Partisan Review’s contributors and editors also helped create the rowdy myth of literary New York — a gin-soaked milieu in which writers sparred nightly in a haze of cigarette smoke. They harbored long-running feuds with their ideological enemies, and they knew how to give a party.

There was a whiff of that bygone era, perhaps, at a Drift writer’s Park Slope apartment recently. The guests, several of whom described the gathering for this article, played tableau vivant, an old-timey version of charades, in which participants enact famous paintings. One round featured a re-creation of Emanuel Leutze’s “Washington Crossing the Delaware,” with one guest holding a liquor bottle to suggest a telescope. Then came a debate, complete with jurors, to determine the superior author: Edith Wharton or Henry James.

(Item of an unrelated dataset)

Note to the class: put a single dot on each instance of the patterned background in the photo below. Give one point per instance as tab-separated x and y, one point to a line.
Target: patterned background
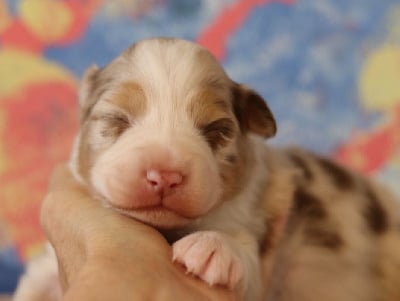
330	70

Team Wharton won by a hair.

Ms. Barrow and Ms. Panovka grew up in New York and attended private schools in Manhattan — Dwight for Ms. Barrow, Dalton for Ms. Panovka. At Harvard, Ms. Barrow studied English and ran The Harvard Advocate. Ms. Panovka, an English and philosophy major, edited another student publication, The Harvard Book Review. It wasn’t until they graduated in 2016 that they realized they had enough in common to stake a claim to the little lefty magazine throne.